The problem is, sitting in the ballpark on a perfect afternoon is more than just cinematic cotton candy; it's an intrinsic part of the baseball experience. If the game is balls and strikes and outfield shifts and the sacrifice bunt, it's also cold beer on the tongue and the popcorn smell that seems to seep into the very concrete and steel of the place itself.
It's the sound a good piece of wood makes when it strikes a round ball square. It's the pop of leather and the sweat of a hinges-of-hell July scorcher.
The ballpark hotdog never happens without the ballpark. Just sayin'.
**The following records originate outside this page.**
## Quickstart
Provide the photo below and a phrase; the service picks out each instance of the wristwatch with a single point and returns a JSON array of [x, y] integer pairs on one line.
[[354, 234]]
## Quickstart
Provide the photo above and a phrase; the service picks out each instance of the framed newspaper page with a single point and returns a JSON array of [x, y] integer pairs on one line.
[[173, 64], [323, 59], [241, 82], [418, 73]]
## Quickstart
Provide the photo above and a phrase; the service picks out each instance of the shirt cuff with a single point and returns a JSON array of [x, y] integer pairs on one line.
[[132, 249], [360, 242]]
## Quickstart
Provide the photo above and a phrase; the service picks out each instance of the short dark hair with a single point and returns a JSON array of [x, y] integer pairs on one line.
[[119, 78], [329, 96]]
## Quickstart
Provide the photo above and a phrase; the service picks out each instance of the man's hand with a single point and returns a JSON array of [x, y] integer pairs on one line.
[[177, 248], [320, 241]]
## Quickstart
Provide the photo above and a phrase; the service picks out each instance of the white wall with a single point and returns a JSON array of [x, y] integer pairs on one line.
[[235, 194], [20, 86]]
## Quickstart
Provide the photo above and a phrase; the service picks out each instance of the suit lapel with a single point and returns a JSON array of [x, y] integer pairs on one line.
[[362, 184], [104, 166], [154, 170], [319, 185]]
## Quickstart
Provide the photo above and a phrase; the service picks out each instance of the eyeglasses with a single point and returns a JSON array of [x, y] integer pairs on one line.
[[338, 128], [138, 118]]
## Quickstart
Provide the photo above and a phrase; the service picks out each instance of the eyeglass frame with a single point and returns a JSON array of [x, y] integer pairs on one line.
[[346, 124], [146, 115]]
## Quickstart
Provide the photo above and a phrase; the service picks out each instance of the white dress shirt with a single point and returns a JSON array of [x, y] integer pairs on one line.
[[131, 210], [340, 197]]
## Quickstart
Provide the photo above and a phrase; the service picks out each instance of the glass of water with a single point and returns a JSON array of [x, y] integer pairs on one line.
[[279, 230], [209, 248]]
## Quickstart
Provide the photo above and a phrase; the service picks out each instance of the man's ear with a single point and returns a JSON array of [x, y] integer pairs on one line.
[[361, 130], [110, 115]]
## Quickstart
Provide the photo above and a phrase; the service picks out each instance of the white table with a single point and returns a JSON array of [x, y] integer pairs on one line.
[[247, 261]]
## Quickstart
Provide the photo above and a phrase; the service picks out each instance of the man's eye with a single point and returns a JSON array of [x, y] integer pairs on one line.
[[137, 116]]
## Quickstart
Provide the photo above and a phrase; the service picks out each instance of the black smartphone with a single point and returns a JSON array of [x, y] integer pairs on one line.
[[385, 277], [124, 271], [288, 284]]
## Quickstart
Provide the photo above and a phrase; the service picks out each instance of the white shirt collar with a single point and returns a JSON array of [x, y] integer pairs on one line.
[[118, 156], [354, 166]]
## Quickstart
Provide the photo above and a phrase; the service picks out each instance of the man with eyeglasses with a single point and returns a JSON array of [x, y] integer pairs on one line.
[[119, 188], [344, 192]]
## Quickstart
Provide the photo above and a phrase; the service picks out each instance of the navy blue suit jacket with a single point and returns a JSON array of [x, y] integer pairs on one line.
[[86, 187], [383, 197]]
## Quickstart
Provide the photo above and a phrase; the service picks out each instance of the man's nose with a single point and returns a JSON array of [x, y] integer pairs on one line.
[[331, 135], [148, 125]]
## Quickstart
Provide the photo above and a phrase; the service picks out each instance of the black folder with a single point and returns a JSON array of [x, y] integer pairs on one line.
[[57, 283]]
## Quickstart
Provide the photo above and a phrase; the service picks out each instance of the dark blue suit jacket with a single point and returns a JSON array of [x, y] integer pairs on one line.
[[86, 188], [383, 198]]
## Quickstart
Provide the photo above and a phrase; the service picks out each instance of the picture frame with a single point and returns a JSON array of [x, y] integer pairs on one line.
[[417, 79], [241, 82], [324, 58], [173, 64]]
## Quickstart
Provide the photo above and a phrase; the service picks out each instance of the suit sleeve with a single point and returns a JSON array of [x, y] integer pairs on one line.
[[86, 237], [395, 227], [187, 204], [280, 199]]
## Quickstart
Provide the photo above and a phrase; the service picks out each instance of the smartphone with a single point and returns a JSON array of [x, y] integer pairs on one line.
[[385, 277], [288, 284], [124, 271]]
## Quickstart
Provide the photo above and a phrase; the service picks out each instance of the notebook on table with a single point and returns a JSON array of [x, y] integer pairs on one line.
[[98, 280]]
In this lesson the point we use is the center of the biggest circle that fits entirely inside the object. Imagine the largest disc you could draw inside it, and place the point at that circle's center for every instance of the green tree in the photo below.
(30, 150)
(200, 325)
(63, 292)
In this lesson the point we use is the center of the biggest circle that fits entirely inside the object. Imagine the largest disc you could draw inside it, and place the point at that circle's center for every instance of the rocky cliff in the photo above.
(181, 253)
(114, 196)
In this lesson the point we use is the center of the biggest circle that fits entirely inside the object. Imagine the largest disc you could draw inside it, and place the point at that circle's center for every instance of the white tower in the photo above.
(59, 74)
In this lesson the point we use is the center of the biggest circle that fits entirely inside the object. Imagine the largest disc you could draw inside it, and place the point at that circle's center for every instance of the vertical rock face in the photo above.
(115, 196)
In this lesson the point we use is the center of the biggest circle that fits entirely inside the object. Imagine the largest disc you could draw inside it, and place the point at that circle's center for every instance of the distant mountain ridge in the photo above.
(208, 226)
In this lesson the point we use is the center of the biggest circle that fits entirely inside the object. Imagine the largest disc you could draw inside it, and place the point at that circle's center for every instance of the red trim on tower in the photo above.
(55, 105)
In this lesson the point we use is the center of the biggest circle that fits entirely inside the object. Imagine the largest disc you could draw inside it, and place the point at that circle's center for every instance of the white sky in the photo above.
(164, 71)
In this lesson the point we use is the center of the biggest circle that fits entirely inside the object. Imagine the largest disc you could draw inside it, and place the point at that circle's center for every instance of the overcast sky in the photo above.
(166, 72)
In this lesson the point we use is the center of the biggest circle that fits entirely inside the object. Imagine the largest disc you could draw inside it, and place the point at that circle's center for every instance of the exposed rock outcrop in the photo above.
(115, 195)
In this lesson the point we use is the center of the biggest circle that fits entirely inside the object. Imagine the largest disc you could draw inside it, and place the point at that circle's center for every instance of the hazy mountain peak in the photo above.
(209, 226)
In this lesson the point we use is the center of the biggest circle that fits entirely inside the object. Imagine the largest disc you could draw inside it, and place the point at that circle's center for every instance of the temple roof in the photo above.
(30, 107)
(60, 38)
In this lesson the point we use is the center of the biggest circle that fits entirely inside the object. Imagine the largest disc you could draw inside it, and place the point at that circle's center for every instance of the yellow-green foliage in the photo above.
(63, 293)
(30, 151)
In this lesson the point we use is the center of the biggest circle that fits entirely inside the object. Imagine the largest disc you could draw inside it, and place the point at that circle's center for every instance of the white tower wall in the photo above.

And so baseball can carry on with its plan for an 82-game season starting around the Fourth of July, if government and health officials give the OK. But the plan is to play the games where allowed in empty ballparks. Which begs the question: If you play baseball in an empty ballpark, does it make a sound?
Or to put it another way: If you play baseball in an empty ballpark, is it really baseball?
After more than a century and a half the game and its environs are woven so tightly together it's impossible to pick at one thread without unraveling the whole. Unlike any other sport in America, so much of what baseball became in this country is because of where it became.
Are the Cubs the Cubs without a cold Old Style in the Wrigley Field bleachers on a blazer of an afternoon? Are the Yankees the Yankees without the monuments in Yankee Stadium? Are the Red Sox the Red Sox without Fenway stuffed to the gills with Sullys, and Yaz playing the carom off the Green Monster like a Stradivarius?
With but a few exceptions no one goes to a football stadium or a basketball arena just to see the football stadium or the basketball arena. But one gray March day in Boston, when I was in town to cover Purdue in the NCAA East Regional, I bought a Charlie card and took the T to Fenway Park just to see Fenway Park. And it was March and I couldn't even go inside.
Baseball is baseball because, across the decades, it's also been Fenway and Wrigley and Ebbets Field and the Polo Grounds. But none of that would have been true if Fenway and Wrigley and Ebbets Field and the Polo Grounds had been filled with nothing but echoes.
Steve Bartman never becomes Steve Bartman, because he's not there to reach out for that baseball in the left-field corner. Red Smith never writes the most famous baseball lede of all time, describing a drunk getting on the field and eluding pursuit in the wake of Bobby Thomson's Shot Heard 'Round The World. On and on.
So, yeah, baseball can resume in July, and we can all watch the games on TV. But let's face it. It'll be like watching a movie with the sound off.
It'll be like another day in Boston -- Fourth of July, actually -- when the fam and I were on vacation and we took the T into the city to walk around Fenway. For some reason, I thought the Red Sox were out of town that day, but they weren't. They had an afternoon home game, and so Yawkey Way was swarming with people.
Eventually, we ducked into a restaurant that ran underneath the park along the third-baseline. From there, we watched the game on TV, while the sound of the crowd in the ballpark filtered distantly down to us. It was as if we were there, but not there.
It was as if it were baseball -- but not, you know, baseball.